Though genetics and hormones play an important role in human behavior, sociology’s larger concern is the effect society has on human behavior–the “nurture” side of the nature-versus-nurture debate. What race were the twins? From what social class were their parents? What about gender? Religion? All these factors affected the lives of the twins as much as their genetic makeup, and are critical to consider as we look at life through the sociological lens.
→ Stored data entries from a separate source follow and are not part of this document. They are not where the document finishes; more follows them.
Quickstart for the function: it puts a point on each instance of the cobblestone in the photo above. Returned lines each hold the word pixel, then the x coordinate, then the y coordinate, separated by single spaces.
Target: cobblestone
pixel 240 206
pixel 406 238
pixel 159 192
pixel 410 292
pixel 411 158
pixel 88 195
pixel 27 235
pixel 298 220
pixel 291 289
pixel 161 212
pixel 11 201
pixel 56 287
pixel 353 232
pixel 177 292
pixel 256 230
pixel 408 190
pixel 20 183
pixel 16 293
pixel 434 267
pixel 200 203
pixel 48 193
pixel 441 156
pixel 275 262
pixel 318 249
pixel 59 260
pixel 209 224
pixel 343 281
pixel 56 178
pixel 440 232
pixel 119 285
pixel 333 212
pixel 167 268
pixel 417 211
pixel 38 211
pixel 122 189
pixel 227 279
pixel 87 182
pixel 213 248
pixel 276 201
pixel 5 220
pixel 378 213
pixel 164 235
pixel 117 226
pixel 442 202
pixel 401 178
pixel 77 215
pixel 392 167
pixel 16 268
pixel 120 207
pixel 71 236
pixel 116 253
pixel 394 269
2. Introduction to Socialization

Socialization is the lifelong process of learning one's culture and of internalizing the norms and behaviors that are considered appropriate for adults in society. Socialization is critical both to individuals and to the societies in which they live. As individuals, social interaction provides us the means by which we gradually become able to see ourselves through the eyes of others, and how we learn who we are and how we fit into the larger world. In addition, to function successfully in society, we have to learn the basics of both material and nonmaterial culture, everything from how to dress ourselves to what’s suitable attire for a specific occasion; from when we sleep to what we sleep on; and from what’s considered appropriate to eat for dinner and even how to use the stove to prepare it. Most importantly, we have to learn language—whether it’s the dominant language or one common in a subculture, whether it’s verbal or through signs—in order to communicate and to think.

big idea
For society to function, the socialization of individuals is necessary. Although how this occurs and what is transmitted in terms of cultural norms and values differs, every society relies upon socialization to ensure its survival.
Socialization is not the same as socializing. Socializing is to mix socially with others (i.e., family, friends, neighbors, coworkers), whereas socialization is a process that may include socializing as one element, but is a more complex, multi-faceted, and formative set of interactive experiences. It is also an adaptive lifelong learning experience, because society is constantly changing, and because we may find ourselves in new situations—such as a new job with different norms and values, or in a different familial role—such as that of parent or caregiver to an older relative.

EXAMPLE

A core value in the United States is democracy, so children in the U.S. might hear about voting or go to vote with their families before they even begin school. Once in school, they will learn about American history, civics, and citizenship. Students also learn the ways that the U.S. has not upheld democratic ideals and has disenfranchised various groups of people. Thus, in addition to voting and learning how to use material objects such as voting machines, children also learn about various social movements and leaders who resisted the existing social norms in order to facilitate change. Learning about how society has failed to live up to its ideals (and continues to struggle in certain areas) helps citizens not only to understand values and norms on a personal level but also to see the importance of values and norms in society, as well as how these can change over time. Remember that socialization is a lifelong process, so in our example, people will continue to examine whether or not the U.S. is living up to its democratic ideals over many years.
Skill Tip
Having strong self and social awareness is beneficial in sociology, as well as in society in general. You may reflect on your behavior and see how it has been influenced by nature and nurture. You may also see how you have been socialized due to norms. This enables you to see society from a bigger picture and how others’ behaviors and thought patterns might have also been influenced. Our similarities and differences have a great impact on how we function as a society.


term to know
Socialization
The lifelong process of learning one's culture and of internalizing the norms and behaviors considered appropriate for adults in society.


summary
In this lesson, you learned about the ongoing debate between nature and nurture as the most important influences on a person’s development. You learned about the process of socialization and how it continues throughout one’s life.

Terms to Know
Socialization

The lifelong process of learning one's culture and of internalizing the norms and behaviors considered appropriate for adults in society.